The absence of Intel in SMHX isn’t an oversight; it’s a core characteristic. The fund explicitly excludes integrated device manufacturers, preferring designers that rely on external foundries for fabrication.

Why This Rally Is Accelerating This Year

The chip sector split into two camps during the AI surge: fabless chip designers capturing the high-margin value of AI accelerators and data-center processors, while foundries absorb the heavy capital costs of building fabs to meet demand.

Observers point to a few forces fueling the year-to-date performance:

  • AI chip demand remains robust, with data-center upgrades and AI inference workloads driving new orders for designer teams.
  • Margins in design-centric businesses tend to be higher than pure manufacturing, supporting leadership in stock performance.
  • Foundry capacity constraints have cooled some traditional chipmakers, shifting investor interest toward firms with differentiated design capabilities.

From a market perspective, SMHX has rewarded investors who timed the AI-driven rally, delivering a strong return profile so far this year. The one-year performance figure reflects a broader momentum in the fabless segment, which some analysts say is less sensitive to cyclical pricing moves in commodity components.

In the latest trading updates, SMHX’s price action has shown resilience, even as broader tech volatility reappears.
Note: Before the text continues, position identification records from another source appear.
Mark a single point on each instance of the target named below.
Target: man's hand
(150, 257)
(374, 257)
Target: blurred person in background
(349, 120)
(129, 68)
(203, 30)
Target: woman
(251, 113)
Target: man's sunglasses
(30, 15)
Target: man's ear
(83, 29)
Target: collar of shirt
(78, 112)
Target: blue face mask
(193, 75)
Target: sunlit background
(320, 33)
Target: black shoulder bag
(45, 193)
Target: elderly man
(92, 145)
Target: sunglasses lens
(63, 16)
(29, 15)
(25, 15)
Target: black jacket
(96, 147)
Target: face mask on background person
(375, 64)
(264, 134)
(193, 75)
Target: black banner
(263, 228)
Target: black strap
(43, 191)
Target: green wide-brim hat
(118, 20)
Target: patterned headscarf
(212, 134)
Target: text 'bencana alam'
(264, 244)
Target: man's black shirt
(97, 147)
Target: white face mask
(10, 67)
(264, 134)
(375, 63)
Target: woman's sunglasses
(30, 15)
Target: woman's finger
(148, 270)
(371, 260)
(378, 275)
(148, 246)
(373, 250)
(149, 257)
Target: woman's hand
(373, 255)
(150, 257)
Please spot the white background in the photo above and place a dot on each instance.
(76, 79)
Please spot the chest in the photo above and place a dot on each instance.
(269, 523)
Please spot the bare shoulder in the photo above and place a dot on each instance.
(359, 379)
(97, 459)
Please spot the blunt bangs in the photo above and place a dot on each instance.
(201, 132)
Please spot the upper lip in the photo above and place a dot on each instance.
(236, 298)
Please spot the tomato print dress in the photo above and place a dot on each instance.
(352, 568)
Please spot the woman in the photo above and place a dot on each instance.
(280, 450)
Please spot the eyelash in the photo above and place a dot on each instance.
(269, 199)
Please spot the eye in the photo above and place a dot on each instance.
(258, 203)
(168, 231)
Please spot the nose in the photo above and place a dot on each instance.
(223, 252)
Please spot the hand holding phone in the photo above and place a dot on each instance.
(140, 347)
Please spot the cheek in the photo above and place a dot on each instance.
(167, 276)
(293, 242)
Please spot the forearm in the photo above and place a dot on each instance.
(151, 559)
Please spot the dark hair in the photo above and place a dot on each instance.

Critics caution that the fabless space is heavily tied to AI adoption cycles and supply-chain dynamics, which can reprice quickly in the event of softer demand or regulatory shifts.

Intel Is Not in the Fund—and Why

Intel’s exclusion from SMHX is by design. Intel operates as an IDM—an integrated device manufacturer that designs and fabricates its own chips. That model stands in contrast to the fund’s fabless mandate, which rewards design houses while outsourcing manufacturing to dedicated foundries.

Intel’s quarterly results illustrate the company’s blended strategy. In Q1 2026, Intel reported revenue of $5.421 billion, up 16% year over year, with fabs across the United States, Ireland, and Asia contributing to output. Still, the IDM structure remains divergent from SMHX’s core approach, which concentrates on firms that do not own fabrication facilities.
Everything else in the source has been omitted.